Vertigo (the medical condition, not the Hitchcock movie)

I got out of bed the other day, and immediately had to clutch at the doorframe, because the room started spinning, and I nearly fell down. (note: I do not drink alcohol or take illicit drugs).

The vertigo contined (though a bit less violently) for the rest of the morning, so I went to see the doctor. All she could do was assert that I did NOT have a middle-ear infection, and give me an Rx for Antivert (meclizine).

Since this sequence of events (vertigo, doctor, no good answer) has occurred several times, and seems to be increasing in frequency, I made an appointment with the ENT. He can’t see me until Nov 17. In the meantime, I have about 8 weeks to fret about it.

Specifically, I’m worried that I have Meniere’s Disease (Syndrome). I’ve been googling on “vertigo” and seem to have all the symptoms of Meniere’s except hearing-loss.

Are there any Dopers here with Meniere’s, or who know anything about inner-ear disorders that can give me some info?


I’ve got it, and found lots of info at Good luck!

I’m an audiologist, working at an ENT office.

There are three classic symptoms of Meniere’s Disease

  1. A unilateral hearing loss, often in the low frequencies. (Hearing loss in one ear.)

  2. Ringing in the ears, especially a deep, roaring, sea-shell sound.

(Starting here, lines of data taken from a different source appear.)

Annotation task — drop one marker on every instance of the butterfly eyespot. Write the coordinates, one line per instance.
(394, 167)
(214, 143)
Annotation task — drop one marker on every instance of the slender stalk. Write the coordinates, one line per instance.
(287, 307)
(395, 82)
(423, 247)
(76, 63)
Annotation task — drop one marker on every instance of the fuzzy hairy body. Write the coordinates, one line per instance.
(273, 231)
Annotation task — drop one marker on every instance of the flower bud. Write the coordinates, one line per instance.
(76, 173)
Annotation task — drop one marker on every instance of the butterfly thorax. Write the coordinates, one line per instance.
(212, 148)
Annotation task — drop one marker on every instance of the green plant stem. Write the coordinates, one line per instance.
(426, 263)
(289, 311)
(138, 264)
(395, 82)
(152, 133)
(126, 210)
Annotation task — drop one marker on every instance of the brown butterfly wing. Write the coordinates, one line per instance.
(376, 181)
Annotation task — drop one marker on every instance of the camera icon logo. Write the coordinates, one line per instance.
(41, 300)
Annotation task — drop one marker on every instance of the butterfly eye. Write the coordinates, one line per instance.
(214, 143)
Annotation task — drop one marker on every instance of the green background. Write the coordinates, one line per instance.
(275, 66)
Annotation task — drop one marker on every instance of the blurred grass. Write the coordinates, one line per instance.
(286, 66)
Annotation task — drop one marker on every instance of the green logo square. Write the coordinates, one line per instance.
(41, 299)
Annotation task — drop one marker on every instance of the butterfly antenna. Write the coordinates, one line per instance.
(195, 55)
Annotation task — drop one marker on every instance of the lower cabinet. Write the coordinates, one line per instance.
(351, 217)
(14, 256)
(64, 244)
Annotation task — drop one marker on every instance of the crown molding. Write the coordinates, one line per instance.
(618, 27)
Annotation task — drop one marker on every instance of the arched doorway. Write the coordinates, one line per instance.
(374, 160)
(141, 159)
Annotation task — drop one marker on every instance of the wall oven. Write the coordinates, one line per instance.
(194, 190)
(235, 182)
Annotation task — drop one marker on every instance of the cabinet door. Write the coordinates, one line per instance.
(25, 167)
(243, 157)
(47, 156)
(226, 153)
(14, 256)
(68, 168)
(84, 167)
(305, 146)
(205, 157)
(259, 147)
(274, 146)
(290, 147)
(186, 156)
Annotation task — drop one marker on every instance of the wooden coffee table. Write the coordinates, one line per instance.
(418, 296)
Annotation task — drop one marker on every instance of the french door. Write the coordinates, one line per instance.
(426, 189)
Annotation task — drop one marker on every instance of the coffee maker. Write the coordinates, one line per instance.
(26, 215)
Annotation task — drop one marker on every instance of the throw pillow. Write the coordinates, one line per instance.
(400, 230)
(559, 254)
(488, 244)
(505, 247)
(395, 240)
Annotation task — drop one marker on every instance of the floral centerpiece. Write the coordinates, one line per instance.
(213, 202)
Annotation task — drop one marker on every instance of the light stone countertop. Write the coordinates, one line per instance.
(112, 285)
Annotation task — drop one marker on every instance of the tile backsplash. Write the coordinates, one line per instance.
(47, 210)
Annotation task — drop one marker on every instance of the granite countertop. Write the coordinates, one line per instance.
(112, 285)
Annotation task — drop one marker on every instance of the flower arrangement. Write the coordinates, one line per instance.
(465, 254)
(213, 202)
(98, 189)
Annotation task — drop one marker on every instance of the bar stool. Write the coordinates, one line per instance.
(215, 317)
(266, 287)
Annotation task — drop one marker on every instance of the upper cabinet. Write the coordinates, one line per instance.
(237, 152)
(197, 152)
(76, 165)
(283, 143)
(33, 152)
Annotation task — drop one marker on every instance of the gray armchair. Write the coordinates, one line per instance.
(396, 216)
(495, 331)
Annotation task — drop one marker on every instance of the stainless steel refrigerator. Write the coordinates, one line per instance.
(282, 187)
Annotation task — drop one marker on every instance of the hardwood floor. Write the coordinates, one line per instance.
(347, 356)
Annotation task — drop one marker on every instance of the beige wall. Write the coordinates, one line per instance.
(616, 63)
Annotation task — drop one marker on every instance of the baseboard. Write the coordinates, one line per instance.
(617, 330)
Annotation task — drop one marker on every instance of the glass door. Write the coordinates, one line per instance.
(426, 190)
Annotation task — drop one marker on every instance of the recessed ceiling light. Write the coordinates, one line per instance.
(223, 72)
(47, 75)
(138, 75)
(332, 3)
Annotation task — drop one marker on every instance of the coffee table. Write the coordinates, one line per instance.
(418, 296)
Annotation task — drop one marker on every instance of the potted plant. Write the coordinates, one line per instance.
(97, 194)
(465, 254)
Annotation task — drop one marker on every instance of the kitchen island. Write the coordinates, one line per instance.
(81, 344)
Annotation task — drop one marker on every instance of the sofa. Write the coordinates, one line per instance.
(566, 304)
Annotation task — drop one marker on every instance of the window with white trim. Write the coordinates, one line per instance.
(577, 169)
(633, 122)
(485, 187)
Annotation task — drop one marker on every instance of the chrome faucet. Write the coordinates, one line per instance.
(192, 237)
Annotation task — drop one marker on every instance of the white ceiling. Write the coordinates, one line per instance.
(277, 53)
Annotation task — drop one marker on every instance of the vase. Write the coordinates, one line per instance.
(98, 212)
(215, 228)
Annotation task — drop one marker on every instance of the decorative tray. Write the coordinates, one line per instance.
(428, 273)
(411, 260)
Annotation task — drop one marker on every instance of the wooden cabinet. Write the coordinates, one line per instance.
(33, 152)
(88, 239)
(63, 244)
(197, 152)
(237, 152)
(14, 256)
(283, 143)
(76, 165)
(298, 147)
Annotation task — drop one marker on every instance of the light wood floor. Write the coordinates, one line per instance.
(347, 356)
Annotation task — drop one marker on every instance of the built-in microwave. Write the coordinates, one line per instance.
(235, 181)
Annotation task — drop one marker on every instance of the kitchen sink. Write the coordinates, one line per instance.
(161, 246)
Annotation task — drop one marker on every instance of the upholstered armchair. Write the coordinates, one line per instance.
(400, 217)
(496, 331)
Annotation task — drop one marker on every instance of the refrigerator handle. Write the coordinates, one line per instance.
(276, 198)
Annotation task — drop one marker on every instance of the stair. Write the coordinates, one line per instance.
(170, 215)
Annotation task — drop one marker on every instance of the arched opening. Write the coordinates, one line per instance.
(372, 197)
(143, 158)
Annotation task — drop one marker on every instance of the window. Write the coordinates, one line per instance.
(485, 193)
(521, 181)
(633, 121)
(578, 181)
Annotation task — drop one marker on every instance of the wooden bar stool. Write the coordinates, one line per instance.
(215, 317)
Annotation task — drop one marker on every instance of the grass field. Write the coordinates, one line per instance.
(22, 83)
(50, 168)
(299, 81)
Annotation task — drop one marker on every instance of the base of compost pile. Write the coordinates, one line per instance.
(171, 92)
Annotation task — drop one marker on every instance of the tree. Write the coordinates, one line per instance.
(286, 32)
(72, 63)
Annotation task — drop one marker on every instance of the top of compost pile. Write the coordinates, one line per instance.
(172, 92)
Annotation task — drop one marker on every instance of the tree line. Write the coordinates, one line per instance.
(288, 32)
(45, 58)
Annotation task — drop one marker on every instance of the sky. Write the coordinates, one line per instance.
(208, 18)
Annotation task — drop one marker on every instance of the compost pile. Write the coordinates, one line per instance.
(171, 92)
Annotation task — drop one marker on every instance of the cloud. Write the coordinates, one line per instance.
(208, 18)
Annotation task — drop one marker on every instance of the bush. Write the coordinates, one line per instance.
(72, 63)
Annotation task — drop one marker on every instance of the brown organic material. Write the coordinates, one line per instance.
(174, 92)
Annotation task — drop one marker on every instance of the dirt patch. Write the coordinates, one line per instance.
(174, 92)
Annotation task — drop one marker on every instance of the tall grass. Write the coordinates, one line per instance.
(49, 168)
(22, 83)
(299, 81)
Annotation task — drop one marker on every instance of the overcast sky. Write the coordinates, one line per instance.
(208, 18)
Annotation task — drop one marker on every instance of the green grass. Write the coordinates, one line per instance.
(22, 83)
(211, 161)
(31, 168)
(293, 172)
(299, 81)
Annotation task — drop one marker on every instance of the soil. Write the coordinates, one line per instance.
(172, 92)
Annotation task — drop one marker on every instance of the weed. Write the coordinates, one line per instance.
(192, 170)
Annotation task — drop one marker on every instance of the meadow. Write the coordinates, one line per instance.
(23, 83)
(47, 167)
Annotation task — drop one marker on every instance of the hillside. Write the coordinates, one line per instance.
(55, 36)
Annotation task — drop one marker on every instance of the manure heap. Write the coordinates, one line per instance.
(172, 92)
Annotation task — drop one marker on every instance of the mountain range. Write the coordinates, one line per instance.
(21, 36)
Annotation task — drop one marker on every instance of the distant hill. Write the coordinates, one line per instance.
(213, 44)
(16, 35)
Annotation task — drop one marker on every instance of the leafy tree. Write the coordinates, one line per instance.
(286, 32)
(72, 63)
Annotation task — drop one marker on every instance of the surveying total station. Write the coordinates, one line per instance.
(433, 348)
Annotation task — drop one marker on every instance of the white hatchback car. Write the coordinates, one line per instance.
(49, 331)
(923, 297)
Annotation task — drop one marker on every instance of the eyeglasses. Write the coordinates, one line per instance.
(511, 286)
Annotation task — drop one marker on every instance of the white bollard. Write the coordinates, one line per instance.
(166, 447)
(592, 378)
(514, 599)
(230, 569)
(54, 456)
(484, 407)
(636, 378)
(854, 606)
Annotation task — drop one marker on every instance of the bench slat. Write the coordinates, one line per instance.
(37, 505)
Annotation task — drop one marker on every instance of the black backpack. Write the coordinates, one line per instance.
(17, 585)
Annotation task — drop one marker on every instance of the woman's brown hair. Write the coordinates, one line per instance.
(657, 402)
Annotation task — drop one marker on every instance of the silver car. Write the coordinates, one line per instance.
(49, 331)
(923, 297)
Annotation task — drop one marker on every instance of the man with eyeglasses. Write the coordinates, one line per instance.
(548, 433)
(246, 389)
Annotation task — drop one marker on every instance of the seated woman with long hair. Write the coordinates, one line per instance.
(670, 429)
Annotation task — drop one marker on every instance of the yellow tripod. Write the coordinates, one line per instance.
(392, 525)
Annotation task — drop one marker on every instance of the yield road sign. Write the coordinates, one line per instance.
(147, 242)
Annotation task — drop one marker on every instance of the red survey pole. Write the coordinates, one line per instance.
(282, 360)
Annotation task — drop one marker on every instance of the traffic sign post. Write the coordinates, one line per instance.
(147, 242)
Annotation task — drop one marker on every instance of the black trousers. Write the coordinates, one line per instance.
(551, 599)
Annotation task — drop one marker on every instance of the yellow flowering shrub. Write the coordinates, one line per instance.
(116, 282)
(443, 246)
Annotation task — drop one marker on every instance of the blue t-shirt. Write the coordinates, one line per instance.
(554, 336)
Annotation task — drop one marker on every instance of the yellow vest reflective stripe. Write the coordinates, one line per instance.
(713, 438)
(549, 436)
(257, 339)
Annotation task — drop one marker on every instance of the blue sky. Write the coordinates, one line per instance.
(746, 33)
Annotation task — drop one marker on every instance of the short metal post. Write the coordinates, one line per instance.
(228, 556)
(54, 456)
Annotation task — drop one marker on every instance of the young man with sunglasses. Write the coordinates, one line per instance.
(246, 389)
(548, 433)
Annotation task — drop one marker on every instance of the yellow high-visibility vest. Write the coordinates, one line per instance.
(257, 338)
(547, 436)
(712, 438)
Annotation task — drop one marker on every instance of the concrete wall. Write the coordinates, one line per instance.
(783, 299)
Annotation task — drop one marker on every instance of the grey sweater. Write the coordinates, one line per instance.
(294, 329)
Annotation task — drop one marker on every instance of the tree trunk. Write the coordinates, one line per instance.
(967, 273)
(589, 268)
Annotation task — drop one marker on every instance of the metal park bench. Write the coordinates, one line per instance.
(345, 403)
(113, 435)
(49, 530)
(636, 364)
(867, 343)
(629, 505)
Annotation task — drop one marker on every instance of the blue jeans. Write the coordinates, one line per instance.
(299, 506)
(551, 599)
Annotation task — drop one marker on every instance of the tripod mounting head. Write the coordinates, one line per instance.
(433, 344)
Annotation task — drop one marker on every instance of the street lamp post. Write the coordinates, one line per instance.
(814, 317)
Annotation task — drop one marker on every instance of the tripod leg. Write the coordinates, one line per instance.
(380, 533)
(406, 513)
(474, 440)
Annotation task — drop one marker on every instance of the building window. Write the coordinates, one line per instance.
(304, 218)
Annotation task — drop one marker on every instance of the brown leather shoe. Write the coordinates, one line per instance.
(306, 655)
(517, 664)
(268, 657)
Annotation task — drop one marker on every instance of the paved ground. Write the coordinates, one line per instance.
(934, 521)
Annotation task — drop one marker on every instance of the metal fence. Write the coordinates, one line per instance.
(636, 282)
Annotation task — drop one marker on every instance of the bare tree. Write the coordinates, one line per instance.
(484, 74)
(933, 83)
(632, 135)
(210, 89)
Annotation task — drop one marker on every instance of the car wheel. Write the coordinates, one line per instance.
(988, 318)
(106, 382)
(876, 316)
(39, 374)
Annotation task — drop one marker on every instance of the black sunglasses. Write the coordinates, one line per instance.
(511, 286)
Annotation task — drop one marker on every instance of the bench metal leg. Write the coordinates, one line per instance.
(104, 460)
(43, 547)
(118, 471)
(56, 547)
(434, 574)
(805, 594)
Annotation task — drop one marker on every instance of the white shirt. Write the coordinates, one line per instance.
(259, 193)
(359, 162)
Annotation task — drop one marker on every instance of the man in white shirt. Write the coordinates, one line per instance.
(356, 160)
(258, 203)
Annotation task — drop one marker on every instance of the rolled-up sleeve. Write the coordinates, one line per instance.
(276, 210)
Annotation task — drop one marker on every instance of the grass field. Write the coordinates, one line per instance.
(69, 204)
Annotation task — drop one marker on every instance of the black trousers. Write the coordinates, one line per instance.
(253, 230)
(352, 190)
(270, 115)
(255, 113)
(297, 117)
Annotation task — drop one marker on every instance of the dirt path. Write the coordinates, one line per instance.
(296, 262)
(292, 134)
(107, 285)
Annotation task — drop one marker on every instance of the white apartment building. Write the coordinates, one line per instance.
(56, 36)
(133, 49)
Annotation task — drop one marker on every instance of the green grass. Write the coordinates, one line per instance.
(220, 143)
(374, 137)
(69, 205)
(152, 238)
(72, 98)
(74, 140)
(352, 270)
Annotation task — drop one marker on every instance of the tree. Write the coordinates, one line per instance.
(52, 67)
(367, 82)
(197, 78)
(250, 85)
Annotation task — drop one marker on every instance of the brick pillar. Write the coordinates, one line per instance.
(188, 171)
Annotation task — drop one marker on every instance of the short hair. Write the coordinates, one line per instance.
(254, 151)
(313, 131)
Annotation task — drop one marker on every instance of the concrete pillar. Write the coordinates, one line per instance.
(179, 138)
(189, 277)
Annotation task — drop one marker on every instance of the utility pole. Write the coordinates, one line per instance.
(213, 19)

  3. Vertigo, specifically a spinning sensation.

Hearing loss is a huge diagnostic symptom for Meneiere’s. When you go to the ENTs office, they should definitely do a hearing test. If you do have a hearing loss in one ear, Meniere’s disease is definitely a possibility, but I would also demand an MRI to rule out an Acoustic Neuroma, a benign tumor pressing against the Auditory Nerve (the VIIIth Cranial Nerve).

Completely scared yet? Don’t be, cause there are several other things that could be going on.

You could have a condition called Benign Paroxysmal Positional Vertigo (BPPV). This is a condition caused by a disorder in one of the middle ears. It’s common symptoms include sharp dizziness when the head is tilted from one plane to another, ie. bending at the waist, looking up to a high shelf, or lying down and/or rolling over in bed. It’s not the same as a middle ear infection. BPPV can be diagnosed by a test done the Dix-Hallpike, and treated by the Epley Maneuver.

You could have not a middle ear infection, but an INNER ear infection. This can be diagnosed with a test called Caloric Irrigation. This is not a fun test, as it makes most people dizzy. But if you have this type of infection (usually viral), your body will correct itself eventually, maybe with the help of some balance exercises and Antivert.

The ENT will probably want you to undergo a battery of balance tests called an ENG (Electronystagmography) which includes the Dix-Hallpike, the Calorics, and several other tests to help specify what is going on.

And you never know, your doctor could be wrong about the middle ear infection.

Hope this helps, and not thoroughly confuses.